Material for the workshop tDCS-induced Electric Field Models from MRI - University of Innsbruck, Neuroscience Workshop (Series 2025).
In the field of Transcranial Electric Stimulation (tES), accurately simulating how tES-induced current spreads in the brain, which regions it reaches, and to what extent, is fundamental to understanding inter-individual differences in response to the stimulation. In fact, differences in skull shape, cortical folding, cerebrospinal fluid, or other neuroanatomical features greatly influence electric fields induced by tES in the brain (Nasimova et al ., 2022)1.
Models of tES electric fields in the brain can help explain the great variability observed in studies involving tES (that is, the degree to which participants / patients respond to the stimulation varies a lot). Similarly, those models can also help optimise tES electrode montage to the specific neuroanatomical features of an individual.
These current-flow models are generated using MRI anatomical scans of human heads (such as T1 and T2 scans), which undergo several processing steps:
- The MRI scan is segmented into different tissues (i.e., each voxel in the scan is assigned to either grey matter, white matter, cerebrospinal fluid, bone, skin, etc.).
- Different tissue conductivities are assigned to each tissue type.
- Virtual electrodes are placed on the scalp based on pre-specified locations.
- Everything is then converted into a 3D mesh.
- The current flow is estimated through a finite element model (FEM) solved numerically.
In this workshop, we will go through the entire process highlighted above and we will see how to visualise the computed tES models. We will use ROAST (Realistic Volumetric-Approach-Based Simulator For TES)2 for the simulation, SPM (MATLAB) for the normalisation of the results and MRIcroGL for the visualisation of the results.
The workshop will require the following software:
- Matlab including the Imange Processing ToolBox Add On
- ROAST: An open source tool that runs on Matlab, used to compute electric fields from MRI structural images.
- MRIcroGL: MRIcroGL allows you to view 2D slices and renderings of your brain imaging data. We will use it to find the coordinates for the virtual electrodes
- Git
- VScode (suggested)
Note that most of the commands to build the environments and install the dependencies can be run from the terminal within VS code. If you use a different editor you can run the commands from your preferred terminal directly.

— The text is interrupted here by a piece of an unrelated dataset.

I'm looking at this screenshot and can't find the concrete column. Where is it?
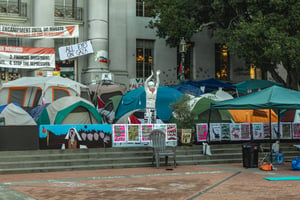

Install git if needed, and clone the current repository:
git clone https://github.com/davide-aloi/neuroscience-workshop-Innsbruck-2025
cd neuroscience-workshop-Innsbruck-2025- Download Roast from its homepage or clone the repository by running:
# Clone ROAST into the roast folder of this repository
mkdir roast
git clone https://github.com/andypotatohy/roast roast- From Matlab, navigate to the current repository folder, and either right-click on the roast folder -> add to path or run the following command in the Matlab console:
addpath('roast') -
Note: For simplicity I have placed the above T1 scan in the
mri_datafolder of the current repository (icbm_avg_152_t1_tal_nlin_symmetric_VI.nii).
Note
You can try all the scripts with your MRI scans if you have them. However example data has been placed in mri_data folder and is also present in roast/example. Moreover, ROAST allows to use T2 scans as well, but for the sake of simplicity we will only use T1 scans. However, if you have T2 scans, you can use them as well to improve the accuracy of the SPM segmentation.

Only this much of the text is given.